As we all know, the specific relationships within the Poltulaca and Talinum remain obscure due to their complex past evolutionary histories. Recently, according to molecular and morphological evidence, the Anacampserotaceae, Basellaceae, Cactaceae, Didiereaceae, Portulacaceae, and Talinaceae were classified into four single independent families [17,18,19,20]. The Portulacaeae are now comprised only a single Portulace genus [21]. However, few reports have been published on the genetic diversity of chloroplast DNA from the Anacampserotaceae, Basellaceae, Cactaceae, Didiereaceae and Portulacaceae. From Figure 8, the cp genome protein coding genes of the phylogenetic trees show that P. oleracea and T. paniculatum do not belong to the same family, although the above data shows that there are many similarities between P. oleracea and T. paniculatum, which is consistent with the recent classification studies [20,45,46]. Hence, whole cp genome or the key segments of evolutionary variation should be used for phylogenetic study.

3. Discussion

We report a genome sequence of T. paniculatum, which provides an important resource for studying the evolution of the Caryophyllales and the molecular breeding of T. paniculatum with high pharmaceutical efficacy.

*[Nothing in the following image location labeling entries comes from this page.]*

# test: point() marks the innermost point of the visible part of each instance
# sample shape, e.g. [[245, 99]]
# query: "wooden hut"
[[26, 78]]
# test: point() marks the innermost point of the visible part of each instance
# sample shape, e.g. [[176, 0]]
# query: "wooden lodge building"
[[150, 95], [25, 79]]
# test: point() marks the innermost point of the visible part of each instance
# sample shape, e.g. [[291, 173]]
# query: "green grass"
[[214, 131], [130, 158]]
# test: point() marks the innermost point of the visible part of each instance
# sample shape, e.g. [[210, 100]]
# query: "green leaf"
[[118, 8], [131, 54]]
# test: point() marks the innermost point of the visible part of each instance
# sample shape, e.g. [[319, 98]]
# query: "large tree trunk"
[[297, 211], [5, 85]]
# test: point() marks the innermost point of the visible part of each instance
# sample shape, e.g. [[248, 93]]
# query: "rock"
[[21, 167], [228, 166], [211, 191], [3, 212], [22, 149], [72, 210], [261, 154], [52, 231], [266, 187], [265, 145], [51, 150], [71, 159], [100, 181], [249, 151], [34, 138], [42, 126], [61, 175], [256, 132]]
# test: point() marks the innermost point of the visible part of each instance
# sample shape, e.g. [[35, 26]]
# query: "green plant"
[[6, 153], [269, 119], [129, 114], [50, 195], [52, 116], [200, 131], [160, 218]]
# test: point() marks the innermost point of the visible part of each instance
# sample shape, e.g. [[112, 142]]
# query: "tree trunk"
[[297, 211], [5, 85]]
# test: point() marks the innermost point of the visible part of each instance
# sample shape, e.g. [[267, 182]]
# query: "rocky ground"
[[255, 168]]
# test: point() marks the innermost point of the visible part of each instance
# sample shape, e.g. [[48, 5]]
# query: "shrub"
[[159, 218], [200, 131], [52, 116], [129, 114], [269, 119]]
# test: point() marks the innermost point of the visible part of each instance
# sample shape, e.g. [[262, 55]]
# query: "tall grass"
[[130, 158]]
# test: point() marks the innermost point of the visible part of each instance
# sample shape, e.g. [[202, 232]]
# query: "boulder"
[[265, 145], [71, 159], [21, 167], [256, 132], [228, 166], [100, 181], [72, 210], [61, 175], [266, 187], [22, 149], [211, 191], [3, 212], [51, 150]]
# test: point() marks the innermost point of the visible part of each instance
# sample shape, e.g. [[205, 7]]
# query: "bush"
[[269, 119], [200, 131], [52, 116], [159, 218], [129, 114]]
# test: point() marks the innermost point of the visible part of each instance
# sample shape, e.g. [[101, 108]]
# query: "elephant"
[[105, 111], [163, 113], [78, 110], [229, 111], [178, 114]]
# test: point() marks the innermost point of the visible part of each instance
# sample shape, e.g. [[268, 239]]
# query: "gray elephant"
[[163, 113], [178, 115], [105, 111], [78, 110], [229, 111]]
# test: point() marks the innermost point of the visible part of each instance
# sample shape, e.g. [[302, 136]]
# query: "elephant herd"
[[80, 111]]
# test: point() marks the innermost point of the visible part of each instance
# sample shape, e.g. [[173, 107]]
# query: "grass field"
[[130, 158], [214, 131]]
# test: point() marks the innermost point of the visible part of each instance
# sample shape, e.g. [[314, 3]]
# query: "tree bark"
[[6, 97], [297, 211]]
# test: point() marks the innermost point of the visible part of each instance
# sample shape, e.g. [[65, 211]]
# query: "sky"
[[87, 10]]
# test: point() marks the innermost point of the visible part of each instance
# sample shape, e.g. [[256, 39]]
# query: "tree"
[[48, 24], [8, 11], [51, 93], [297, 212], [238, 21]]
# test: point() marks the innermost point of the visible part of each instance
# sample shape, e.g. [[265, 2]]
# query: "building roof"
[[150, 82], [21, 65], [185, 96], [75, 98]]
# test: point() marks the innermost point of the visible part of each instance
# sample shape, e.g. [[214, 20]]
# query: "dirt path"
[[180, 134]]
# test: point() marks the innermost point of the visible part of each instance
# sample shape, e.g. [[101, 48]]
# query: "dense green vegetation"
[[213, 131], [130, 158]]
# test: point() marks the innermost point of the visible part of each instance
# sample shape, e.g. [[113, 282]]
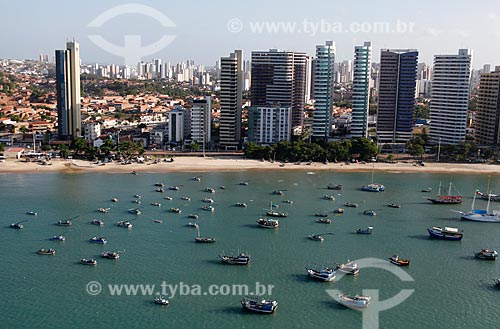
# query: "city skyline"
[[425, 28]]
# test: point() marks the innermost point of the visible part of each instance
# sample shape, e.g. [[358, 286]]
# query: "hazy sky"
[[202, 28]]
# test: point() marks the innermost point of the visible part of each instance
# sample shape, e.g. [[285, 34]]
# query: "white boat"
[[268, 223], [124, 224], [480, 215], [354, 301], [373, 187], [348, 268], [161, 300], [208, 208], [259, 305], [323, 274]]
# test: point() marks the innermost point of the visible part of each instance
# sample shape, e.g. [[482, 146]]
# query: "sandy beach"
[[200, 164]]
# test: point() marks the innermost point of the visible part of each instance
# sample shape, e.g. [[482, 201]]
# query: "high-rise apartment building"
[[69, 118], [279, 79], [201, 121], [450, 97], [231, 94], [487, 119], [396, 102], [269, 125], [361, 90], [323, 81]]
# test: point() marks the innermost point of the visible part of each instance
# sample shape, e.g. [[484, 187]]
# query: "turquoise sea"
[[452, 289]]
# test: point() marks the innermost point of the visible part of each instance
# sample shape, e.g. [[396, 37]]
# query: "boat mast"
[[474, 201], [488, 204]]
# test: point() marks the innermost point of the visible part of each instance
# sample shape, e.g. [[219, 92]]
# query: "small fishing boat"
[[274, 213], [337, 187], [208, 208], [316, 237], [368, 230], [85, 261], [350, 267], [134, 211], [110, 255], [124, 224], [259, 305], [204, 240], [268, 223], [445, 233], [97, 222], [321, 214], [486, 254], [161, 300], [324, 274], [398, 261], [17, 226], [65, 222], [44, 251], [356, 302], [393, 205], [100, 240], [58, 238], [370, 213], [240, 259]]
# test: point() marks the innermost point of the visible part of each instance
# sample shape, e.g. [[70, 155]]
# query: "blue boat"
[[445, 233]]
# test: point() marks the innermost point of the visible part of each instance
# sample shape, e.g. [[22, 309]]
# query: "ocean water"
[[451, 288]]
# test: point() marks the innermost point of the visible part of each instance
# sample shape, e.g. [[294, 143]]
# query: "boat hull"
[[441, 236]]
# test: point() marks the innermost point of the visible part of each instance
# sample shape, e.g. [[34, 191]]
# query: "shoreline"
[[199, 164]]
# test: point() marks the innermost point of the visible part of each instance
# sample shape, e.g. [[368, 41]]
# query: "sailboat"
[[373, 187], [479, 215], [488, 195], [446, 199]]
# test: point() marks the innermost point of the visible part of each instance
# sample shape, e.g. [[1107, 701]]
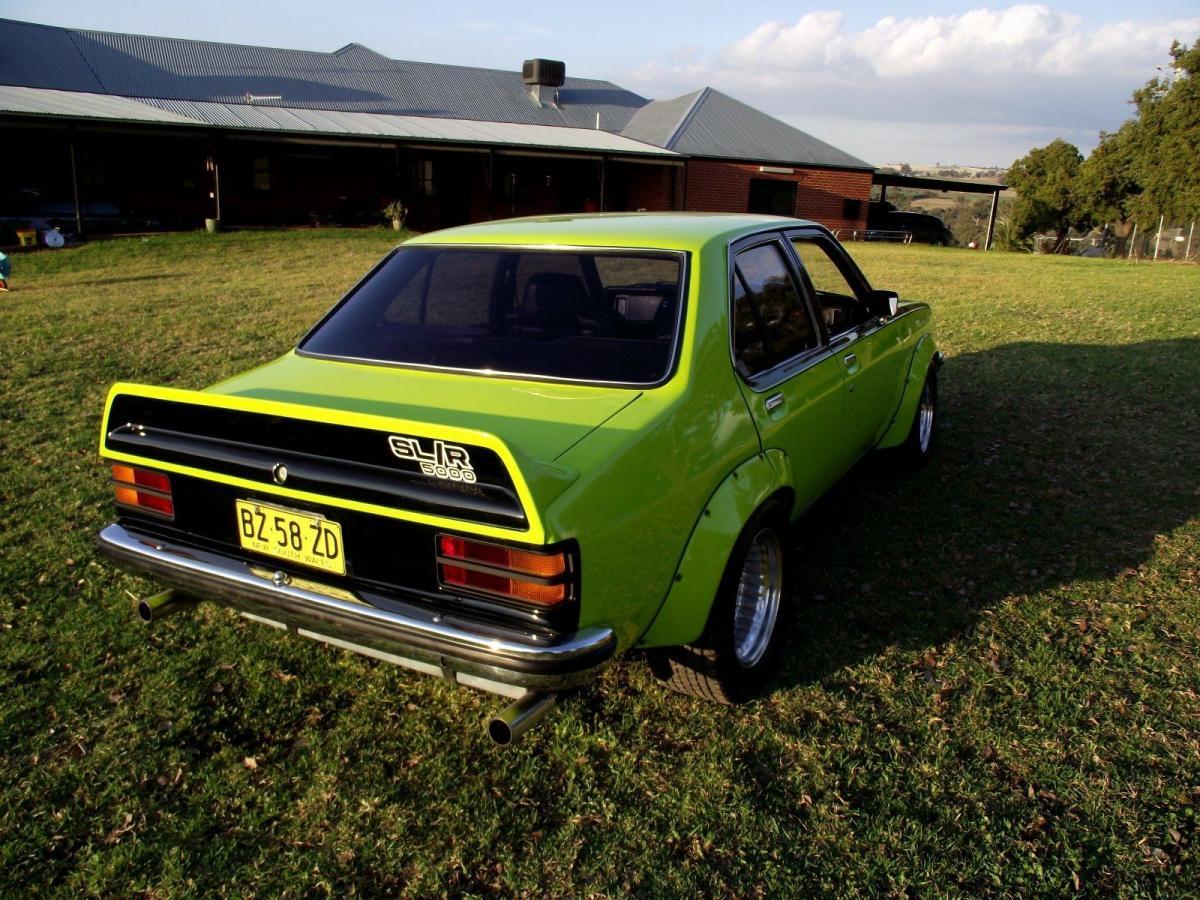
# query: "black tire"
[[918, 447], [731, 664]]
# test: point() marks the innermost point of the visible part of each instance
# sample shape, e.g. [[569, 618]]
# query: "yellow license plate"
[[286, 534]]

Despite the fact that the chloroplast genomes of Angiosperms are well-conserved in the genomic structure in terms of gene order and number, length variations of the whole chloroplast genome sequences and LSC, SSC and IR regions, the IR expansion and contraction occur frequently. The results reported here are congruent with the recent studies which showed that the trnH-GUG gene was situated in the LSC region in some species of Caryophyllales, while the SSC/IRA border extends into the ycf1 with subsequent formation of a ycf1 pseudogene [47,48]. Boundary expansion and contraction between the single copy and IR boundary regions lead to sequence variation, which might be a base of plant lineages [49].

In this study, we analyzed codon usage frequency and RSCU in the T. paniculatum. As previously reported, leucine and isoleucine are the more commonly seen amino acids in the cp genomes of Angiosperms [33,50,51,52,53]. Likewise, like in earlier studies about repeats and SSRs, mononucleotide repeats are more abundant with A/T repeats, which is consistent with AT richness in Angiosperm chloroplast genomes [54,55,56]. Complement repeats were rarely found in T. paniculatum and C. gigantea [24]. Meanwhile, all of the SSRs in CDs locate in the LSC region [32]. These cp SSR markers could be a resource for molecular-marker-assisted selection breeding for T. paniculatum for production of high levels of biologically active compounds.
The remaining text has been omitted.